To teach cleaning staff which tools should be used and the order each task should be performed, facility managers can use charts or instructional DVDs.
These training tools offer step-by-step instructions and feature detailed visuals to help in overcoming any language barriers.
Charts that come directly from the product manufacturers also list which products should be used for each task to avoid the spread of germs.
To remove odors, cleaning staff must do more than simply clean and disinfect restroom hardware such as toilets, urinals and sinks.
Cleaning solutions with deodorizers can be used to scrub the floor, walls, pipes and chrome surrounding the unit, and clean under each unit as well.

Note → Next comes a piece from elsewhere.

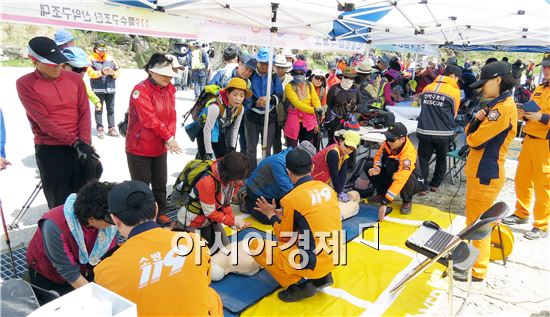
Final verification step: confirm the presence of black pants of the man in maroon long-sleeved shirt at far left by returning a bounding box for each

Allowing the cleaning solution to dwell for at least 10 minutes helps it absorb odor-causing bacteria.
Odors can also develop around trash bins, sinks and floors.
Trash cans should be emptied regularly and sinks should be wiped down with a disinfectant daily to remove standing water that could lead to mold.
Also, floors should be swept and mopped everyday to remove any liquids that could emit an odor if left too long.
In larger settings, no-touch cleaning technology or steam vapor cleaning may be advantageous in solving restroom odor problems.
With a smart plan, regular training and the right products, building patrons can breathe easy and visit the restroom in comfort once again.